Le médecin doit être opaque pour l’analysé et, comme la surface d’un miroir, ne rien montrer d’autre que ce qui lui est présenté. Il n’y a du reste rien de concret à redire au fait qu’un psychothérapeute mélange un morceau

d’analyse avec une portion de travail d’influence par suggestion pour obtenir des succès visibles dans un délai plus bref, ce qui est par exemple nécessaire dans les institutions de soins, mais on peut exiger que lui-même ait les idées claires sur ce qu’il entreprend et qu’il sache que sa méthode n’est pas la psychanalyse à proprement parler.

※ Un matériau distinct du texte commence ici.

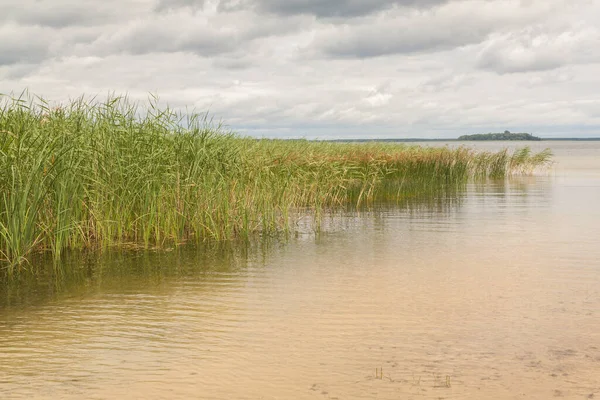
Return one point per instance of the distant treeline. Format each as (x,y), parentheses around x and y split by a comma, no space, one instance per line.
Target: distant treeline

(h) Une autre tentation découle de l’activité éducative qui revient au médecin, sans qu’il en ait particulièrement l’intention, lors du traitement psychanalytique. Lors de la résolution des inhibitions de développement, il se fait tout naturellement que le médecin se retrouve en situation d’attribuer de nouveaux buts aux courants devenus libres. Il ne déploie alors qu’une ambition compréhensible lorsqu’il s’efforce de faire quelque chose de particulièrement insigne de la personne pour laquelle il s’est donné tant de mal afin d’obtenir qu’elle se libère de sa névrose, et prescrit à ses souhaits des objectifs élevés. Mais, ici aussi, le médecin devrait se contenir et prendre comme fil directeur moins ses propres souhaits que l’adéquation de l’analysé avec le fil en question. Tous les névrosés n’ont pas un grand talent pour la sublimation ; pour beaucoup d’entre eux, on peut supposer qu’ils ne seraient pas tombés malades du tout s’ils avaient maîtrisé l’art de sublimer leurs pulsions. Qu’on les pousse outre mesure à la sublimation, qu’on leur ôte les satisfactions de pulsions les plus immédiates et les plus commodes, et on leur rendra le plus souvent la vie encore plus difficile qu’ils ne la ressentent de toute façon. En tant que médecin, on doit avant tout être tolérant à l’égard de la faiblesse du malade, on doit se contenter d’avoir regagné, y compris pour une personne qui n’est pas tout à fait à la hauteur, une fraction de sa capacité de prestation et de jouissance. L’ambition éducative est tout aussi peu efficace que l’ambition thérapeutique. Il faut en outre tenir compte du fait que la pathologie de beaucoup de personnes tient précisément à ce qu’elles subliment leurs pulsions au-delà de ce qu’autorise leur organisation, et que chez ceux qui ont cette capacité de sublimation, ce processus s’accomplit généralement de lui-même dès que leurs inhibitions sont surmontées par l’analyse. Je pense donc que l’effort visant à utiliser régulièrement le traitement analytique pour sublimer les pulsions est certes louable, mais nullement recommandable dans tous les cas.